Route 66 goes right through downtown Chicago!? Wow, I guess you learn something new everyday.


----------



## Manila-X (Jul 28, 2005)

RP1 said:


> Route 66 goes right through downtown Chicago!? Wow, I guess you learn something new everyday.


It's where it actually starts. Anyway, I've passed through the one in Santa Monica where it ends but hopefully would try travelling through it starting from Chicago.


----------



## Nutterbug (Feb 3, 2005)

xzmattzx said:


> i've never been on route 66 (or even driven on any road not on the east coast), but i'd like to go on route 66 some day. i hear there are many ghost towns near route 66 and other desert roads in northern arizona. if i ever have time on a future trip to las vegas, i'd like to go see those ghost towns.

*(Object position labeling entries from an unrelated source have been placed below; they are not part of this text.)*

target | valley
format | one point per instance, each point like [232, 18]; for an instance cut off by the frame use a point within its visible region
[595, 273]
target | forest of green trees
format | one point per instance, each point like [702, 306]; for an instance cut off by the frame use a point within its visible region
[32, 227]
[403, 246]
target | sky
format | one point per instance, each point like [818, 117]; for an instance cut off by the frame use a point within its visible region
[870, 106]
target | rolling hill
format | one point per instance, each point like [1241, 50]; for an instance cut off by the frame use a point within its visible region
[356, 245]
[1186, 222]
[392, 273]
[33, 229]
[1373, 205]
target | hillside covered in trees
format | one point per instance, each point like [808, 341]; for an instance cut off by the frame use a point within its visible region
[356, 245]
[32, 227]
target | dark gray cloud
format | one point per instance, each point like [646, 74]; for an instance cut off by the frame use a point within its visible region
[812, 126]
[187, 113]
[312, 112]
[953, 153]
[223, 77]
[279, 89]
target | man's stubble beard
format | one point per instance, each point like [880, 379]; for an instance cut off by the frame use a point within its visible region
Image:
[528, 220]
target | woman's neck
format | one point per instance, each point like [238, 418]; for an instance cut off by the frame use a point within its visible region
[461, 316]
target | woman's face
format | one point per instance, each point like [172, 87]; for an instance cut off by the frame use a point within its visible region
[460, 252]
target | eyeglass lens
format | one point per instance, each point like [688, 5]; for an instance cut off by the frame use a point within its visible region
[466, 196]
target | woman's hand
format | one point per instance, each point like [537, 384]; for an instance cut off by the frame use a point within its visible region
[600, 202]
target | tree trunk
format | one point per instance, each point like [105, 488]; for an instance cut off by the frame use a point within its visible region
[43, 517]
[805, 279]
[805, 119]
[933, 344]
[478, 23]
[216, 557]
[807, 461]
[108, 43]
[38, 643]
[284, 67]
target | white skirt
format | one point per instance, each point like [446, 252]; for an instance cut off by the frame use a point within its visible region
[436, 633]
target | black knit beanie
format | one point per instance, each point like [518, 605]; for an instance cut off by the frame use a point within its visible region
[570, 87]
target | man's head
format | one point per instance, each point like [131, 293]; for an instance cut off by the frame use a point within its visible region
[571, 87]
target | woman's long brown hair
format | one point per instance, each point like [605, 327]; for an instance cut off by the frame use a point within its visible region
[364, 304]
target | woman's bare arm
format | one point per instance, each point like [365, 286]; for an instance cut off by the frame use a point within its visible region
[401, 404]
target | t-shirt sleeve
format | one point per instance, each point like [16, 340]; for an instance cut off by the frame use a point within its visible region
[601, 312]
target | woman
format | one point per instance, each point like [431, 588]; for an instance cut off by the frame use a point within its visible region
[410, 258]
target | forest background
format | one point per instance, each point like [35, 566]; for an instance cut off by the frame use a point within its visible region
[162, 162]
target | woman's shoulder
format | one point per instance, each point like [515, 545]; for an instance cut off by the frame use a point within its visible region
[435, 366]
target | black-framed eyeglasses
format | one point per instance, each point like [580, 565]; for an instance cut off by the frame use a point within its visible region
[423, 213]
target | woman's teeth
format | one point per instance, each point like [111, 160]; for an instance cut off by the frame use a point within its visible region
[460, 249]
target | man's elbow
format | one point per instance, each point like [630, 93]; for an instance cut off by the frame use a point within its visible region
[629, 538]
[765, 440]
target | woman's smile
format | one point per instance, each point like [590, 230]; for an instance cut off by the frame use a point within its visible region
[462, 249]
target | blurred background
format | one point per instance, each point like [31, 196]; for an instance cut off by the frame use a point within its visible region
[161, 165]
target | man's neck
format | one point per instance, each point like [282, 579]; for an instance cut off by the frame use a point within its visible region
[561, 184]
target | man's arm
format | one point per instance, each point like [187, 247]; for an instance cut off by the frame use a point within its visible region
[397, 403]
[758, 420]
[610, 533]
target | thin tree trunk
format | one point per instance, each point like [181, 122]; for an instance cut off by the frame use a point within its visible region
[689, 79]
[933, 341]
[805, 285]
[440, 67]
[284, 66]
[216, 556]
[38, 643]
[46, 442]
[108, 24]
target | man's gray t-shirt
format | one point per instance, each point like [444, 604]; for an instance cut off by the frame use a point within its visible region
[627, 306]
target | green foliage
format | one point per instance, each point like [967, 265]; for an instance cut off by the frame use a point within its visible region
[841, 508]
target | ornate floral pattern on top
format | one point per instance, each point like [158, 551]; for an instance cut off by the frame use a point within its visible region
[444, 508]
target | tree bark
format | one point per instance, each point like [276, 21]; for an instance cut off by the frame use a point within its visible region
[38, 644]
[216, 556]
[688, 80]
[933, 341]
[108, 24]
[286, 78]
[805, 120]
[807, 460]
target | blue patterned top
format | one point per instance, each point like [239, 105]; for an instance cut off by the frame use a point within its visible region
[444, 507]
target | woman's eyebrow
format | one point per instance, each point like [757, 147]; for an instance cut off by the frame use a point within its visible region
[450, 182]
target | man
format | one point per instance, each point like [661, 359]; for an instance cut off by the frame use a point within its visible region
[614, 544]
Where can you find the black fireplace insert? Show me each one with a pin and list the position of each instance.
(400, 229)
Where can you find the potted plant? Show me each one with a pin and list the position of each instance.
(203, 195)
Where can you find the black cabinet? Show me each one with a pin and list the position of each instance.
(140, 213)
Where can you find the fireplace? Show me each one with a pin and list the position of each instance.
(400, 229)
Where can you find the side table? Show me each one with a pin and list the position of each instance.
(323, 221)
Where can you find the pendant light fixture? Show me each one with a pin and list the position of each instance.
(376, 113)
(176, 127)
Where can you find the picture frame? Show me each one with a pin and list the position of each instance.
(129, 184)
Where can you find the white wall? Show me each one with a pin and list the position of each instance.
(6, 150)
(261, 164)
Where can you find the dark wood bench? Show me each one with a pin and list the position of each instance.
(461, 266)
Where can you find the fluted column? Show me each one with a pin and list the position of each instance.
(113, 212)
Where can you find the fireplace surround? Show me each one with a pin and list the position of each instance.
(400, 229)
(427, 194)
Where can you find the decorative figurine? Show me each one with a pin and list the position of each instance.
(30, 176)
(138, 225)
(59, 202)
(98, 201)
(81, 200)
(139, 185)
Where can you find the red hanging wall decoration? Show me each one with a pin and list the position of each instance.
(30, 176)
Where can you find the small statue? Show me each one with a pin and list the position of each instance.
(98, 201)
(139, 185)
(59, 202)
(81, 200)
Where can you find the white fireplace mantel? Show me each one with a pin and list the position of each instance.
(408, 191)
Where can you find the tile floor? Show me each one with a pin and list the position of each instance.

Did Interstates kill those towns?


----------



## Jules (Jun 27, 2004)

WANCH said:


> It's where it actually starts. Anyway, I've passed through the one in Santa Monica where it ends but hopefully would try travelling through it starting from Chicago.


I can't believe I never knew that. I've always heard about this famous route 66 but never had any clue it goes through my own backyard. Cool!


----------



## xzmattzx (Dec 24, 2004)

Nutterbug said:


> Did Interstates kill those towns?


some yes, but the ghost towns i'm referring to are real ghost towns from the early 1900's. these towns flourished when silver or copper or something else was found nearby, then the town died when the raw materials ran out. most of these are way off the beaten path, sometimes miles from any paved road.


----------



## svs (Dec 5, 2005)

I was born a couple of mile from the start of route 66 in Chicago and currently live a few miles from the end in Santa Monica. I had the privilege of driving the mother road from LA to Chicago in the fifties when 66 was in its prime. I remember the Tepee motels, the reptile ranches, the Indian villages, and caves where Jesse JAmes supposedly hung out. 

There are still recognizable parts of the old road in LA county, Albequerque, St. Louis etc. If you check out the street across from the Chicago art Institute, you can see a little sign marking the start of the road, and there is a plaque in the park where Santa Monica Blvd. hits Ocean avenue in Santa Monica marking the end.


----------



## Manila-X (Jul 28, 2005)

BTW, the areas within Route 66 reminds me of the environment set in the movie, Natural Born Killers.


----------